O debate, no Brasil, acerca do cabimento da ação estatal também se instala no meio jurídico na era Vargas. Waldemar Ferreira defendia o liberalismo e Oliveira Viana pregava a intervenção estatal (LOPES, 2002, p. 384).
Enfim, conquanto a base da corrente que afasta o Estado seja questionável na origem, após a 2ª Guerra há uma volta da defesa do laissez-faire (VON MISES, 2010, p. 830):
Laissez-faire não significa: deixem funcionar as forças mecânicas e desalmadas. Significa: deixem os indivíduos escolherem de que maneira desejam cooperar na divisão social do trabalho; deixem que os consumidores determinem o que os empresários devem produzir. Planejamento significa: deixem ao governo a tarefa de escolher e a capacidade de impor suas decisões por meio do aparato de coerção e compulsão.

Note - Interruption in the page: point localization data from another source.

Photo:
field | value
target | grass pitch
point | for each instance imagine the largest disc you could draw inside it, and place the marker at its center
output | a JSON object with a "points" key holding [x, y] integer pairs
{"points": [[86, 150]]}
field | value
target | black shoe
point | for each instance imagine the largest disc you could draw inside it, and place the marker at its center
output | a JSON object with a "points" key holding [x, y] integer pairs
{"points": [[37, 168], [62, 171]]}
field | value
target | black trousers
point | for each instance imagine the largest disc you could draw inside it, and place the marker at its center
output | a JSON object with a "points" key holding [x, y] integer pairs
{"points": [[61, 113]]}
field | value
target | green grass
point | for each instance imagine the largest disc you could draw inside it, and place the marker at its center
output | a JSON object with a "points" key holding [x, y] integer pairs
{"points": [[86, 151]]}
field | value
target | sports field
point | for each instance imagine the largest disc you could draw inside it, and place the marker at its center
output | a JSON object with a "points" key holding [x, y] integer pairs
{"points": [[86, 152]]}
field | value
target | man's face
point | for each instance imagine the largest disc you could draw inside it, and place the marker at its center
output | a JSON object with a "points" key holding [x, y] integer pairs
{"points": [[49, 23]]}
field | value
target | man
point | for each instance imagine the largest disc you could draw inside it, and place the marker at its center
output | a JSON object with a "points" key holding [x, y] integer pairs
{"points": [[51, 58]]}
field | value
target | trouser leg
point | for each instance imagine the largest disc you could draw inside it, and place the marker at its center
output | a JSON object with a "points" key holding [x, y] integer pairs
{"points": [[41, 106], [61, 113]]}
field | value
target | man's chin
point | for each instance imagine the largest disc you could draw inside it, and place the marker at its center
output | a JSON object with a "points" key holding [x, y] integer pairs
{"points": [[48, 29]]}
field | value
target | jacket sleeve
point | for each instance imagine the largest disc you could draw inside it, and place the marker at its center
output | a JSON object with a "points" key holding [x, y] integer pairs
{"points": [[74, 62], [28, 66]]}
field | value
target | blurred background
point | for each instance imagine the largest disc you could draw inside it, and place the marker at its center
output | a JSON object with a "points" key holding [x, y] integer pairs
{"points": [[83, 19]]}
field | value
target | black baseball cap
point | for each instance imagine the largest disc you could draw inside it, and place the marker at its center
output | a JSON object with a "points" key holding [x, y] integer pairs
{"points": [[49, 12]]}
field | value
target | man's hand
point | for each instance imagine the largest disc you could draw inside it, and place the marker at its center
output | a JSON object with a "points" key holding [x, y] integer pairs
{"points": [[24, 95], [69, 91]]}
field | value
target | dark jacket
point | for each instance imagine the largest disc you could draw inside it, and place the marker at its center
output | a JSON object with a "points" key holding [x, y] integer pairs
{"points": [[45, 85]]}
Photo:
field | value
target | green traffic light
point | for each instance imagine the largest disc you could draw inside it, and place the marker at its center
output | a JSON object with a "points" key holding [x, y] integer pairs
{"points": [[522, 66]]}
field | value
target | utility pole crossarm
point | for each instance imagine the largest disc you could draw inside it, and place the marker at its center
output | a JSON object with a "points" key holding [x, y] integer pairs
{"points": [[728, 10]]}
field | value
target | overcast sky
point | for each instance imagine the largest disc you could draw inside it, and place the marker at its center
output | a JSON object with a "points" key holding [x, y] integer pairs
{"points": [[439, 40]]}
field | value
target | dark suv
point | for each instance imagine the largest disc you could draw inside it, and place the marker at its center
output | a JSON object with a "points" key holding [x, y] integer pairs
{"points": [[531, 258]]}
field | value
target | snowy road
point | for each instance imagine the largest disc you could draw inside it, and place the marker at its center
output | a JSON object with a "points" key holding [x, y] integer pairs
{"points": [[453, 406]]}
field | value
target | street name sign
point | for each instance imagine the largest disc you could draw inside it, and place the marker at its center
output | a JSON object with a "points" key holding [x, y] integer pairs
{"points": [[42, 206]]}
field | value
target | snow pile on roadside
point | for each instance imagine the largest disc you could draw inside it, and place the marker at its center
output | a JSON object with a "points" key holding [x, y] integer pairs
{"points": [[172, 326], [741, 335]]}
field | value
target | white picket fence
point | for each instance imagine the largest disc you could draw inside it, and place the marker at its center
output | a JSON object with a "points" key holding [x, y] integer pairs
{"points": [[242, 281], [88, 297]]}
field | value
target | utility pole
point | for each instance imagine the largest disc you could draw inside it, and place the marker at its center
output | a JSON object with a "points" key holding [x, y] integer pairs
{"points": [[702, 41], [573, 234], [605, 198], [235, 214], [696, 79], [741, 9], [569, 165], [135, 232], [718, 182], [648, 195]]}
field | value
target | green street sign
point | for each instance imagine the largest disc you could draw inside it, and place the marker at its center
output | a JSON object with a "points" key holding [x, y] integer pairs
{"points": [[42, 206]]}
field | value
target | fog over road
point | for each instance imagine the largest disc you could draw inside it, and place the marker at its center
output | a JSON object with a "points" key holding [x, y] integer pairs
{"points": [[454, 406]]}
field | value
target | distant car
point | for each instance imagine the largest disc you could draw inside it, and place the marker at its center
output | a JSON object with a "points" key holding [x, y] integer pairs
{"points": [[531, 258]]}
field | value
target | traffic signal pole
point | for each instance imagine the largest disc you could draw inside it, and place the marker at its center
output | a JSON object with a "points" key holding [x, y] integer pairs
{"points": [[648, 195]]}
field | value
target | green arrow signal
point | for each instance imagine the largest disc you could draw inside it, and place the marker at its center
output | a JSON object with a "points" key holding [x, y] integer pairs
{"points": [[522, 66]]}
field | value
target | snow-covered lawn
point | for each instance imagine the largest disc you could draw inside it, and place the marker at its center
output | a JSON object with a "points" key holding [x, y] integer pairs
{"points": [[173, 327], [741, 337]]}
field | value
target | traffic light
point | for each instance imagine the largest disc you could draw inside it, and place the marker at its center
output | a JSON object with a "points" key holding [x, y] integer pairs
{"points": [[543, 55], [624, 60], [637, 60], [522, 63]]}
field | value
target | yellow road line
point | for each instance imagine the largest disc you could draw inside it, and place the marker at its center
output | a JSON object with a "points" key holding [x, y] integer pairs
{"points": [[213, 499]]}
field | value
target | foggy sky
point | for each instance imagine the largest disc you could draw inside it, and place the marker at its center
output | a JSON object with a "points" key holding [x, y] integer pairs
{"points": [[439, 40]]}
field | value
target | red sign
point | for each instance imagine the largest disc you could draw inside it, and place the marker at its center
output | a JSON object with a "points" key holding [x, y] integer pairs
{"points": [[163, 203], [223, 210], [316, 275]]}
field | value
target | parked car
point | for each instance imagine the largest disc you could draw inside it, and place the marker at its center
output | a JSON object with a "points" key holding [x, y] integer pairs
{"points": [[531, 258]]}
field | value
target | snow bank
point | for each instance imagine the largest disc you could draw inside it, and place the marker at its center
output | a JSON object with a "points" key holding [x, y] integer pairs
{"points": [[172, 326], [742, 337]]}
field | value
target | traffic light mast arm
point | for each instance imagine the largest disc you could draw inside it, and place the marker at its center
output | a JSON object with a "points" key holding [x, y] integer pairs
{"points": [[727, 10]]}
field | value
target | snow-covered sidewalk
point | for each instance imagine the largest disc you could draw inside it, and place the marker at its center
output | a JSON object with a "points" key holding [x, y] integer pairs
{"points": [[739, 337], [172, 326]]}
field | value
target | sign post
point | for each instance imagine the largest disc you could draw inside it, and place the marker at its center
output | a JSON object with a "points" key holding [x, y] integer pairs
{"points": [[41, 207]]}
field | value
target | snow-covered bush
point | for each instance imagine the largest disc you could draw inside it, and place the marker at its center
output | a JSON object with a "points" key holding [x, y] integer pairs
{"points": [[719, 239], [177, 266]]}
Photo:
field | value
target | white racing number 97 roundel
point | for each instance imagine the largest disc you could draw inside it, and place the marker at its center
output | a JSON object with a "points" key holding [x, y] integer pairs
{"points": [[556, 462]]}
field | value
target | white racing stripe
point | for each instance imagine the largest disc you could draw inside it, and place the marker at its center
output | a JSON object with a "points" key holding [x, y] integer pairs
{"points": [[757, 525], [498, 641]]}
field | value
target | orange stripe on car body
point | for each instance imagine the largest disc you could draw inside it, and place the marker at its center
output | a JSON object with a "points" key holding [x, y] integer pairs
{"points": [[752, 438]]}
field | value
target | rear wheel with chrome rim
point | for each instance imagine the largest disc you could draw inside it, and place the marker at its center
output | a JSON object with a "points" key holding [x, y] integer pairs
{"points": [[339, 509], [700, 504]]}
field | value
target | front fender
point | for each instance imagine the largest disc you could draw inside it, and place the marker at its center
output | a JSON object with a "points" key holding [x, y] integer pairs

Em 1947, com Friedrich August Hayek e outros intelectuais, instituiram a Mont Pelerin Society, de onde surgiu o movimento conhecido como neoliberalismo, consistente na defesa das posições de economistas como Adam Smith e John Stuart Mill, isto é, Estado mínimo (MARTINS, 2011, p.154).
Milton Friedman, que foi um dos intelectuais do referido grupo, era professor da Universidade de Chicago e nela difundiu as ideias do neoliberalismo, dando origem à Escola de Chicago, o maior polo acadêmico desse movimento (MARTINS, 2011, p. 154).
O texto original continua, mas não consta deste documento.